Enquanto exportações de veículos da China disparam, vendas domésticas registram 10 meses de retração, refletindo excesso de capacidade e demanda fraca
A indústria automotiva da China vive um momento de contrastes. Enquanto as montadoras do país asiático conquistam mercados no exterior e pressionam gigantes como Toyota e Volkswagen, o cenário doméstico é de retração. As vendas de carros na China acumulam dez meses consecutivos de queda, um reflexo da demanda enfraquecida dos consumidores e de uma intensa guerra de preços que saturou o maior mercado automotivo do mundo. Segundo dados da Associação Chinesa de Veículos de Passageiros divulgados na terça-feira (11), as vendas de carros no país caíram 20% em julho, totalizando 1,47 milhão de unidades, em comparação com o mesmo mês do ano anterior. Na contramão, as exportações dispararam 88%, alcançando 923 mil veículos. Essa tendência de queda interna e forte crescimento externo é observada inclusive entre as montadoras nacionais.

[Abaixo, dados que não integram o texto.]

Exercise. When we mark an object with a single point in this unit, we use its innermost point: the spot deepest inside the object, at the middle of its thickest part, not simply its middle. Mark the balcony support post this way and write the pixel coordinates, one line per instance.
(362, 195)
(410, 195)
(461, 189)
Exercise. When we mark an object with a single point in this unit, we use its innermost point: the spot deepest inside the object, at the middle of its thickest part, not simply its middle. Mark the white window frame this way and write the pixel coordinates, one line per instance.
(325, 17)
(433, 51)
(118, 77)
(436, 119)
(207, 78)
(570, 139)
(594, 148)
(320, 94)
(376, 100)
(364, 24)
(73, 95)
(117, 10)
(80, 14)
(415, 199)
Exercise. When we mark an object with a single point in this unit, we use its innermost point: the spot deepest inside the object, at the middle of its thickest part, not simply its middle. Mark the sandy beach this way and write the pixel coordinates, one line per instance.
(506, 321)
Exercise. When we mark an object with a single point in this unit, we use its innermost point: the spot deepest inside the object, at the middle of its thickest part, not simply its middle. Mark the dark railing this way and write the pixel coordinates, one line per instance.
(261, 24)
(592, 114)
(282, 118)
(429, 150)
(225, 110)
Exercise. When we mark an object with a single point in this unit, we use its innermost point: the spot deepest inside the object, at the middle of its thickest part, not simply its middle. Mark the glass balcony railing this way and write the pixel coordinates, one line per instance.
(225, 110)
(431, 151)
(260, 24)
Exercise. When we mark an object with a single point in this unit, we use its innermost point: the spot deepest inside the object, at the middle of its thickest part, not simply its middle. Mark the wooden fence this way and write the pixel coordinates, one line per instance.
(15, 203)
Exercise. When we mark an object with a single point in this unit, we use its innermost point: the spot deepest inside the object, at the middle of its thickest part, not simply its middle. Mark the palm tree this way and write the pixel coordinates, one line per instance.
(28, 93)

Para analistas, a expansão internacional de marcas como BYD, Geely e Chery, antes vista como uma ambição, tornou-se uma necessidade econômica. "As montadoras chinesas têm excesso de capacidade de produção, cadeias de suprimentos altamente competitivas, produtos cada vez mais sofisticados e um forte incentivo econômico para buscar crescimento fora da China", afirma Bill Russo, presidente-executivo da consultoria Automobility. Ele acrescenta que a internacionalização "está se tornando uma necessidade estratégica". O presidente da associação de automóveis de passageiros, Cui Dongshu, atribui a fraqueza recente do mercado interno aos altos preços dos combustíveis, que afetam a procura por veículos a gasolina, e a uma desaceleração no segmento de sedãs básicos. De forma mais ampla, a situação do setor automotivo espelha a economia chinesa: o crescimento é impulsionado por fábricas e exportações, enquanto o consumo interno é contido por um mercado imobiliário fraco e gastos moderados. No primeiro semestre do ano, as vendas domésticas de automóveis na China registraram uma queda de 2,3 milhões de veículos, ou 20% a menos que no ano anterior.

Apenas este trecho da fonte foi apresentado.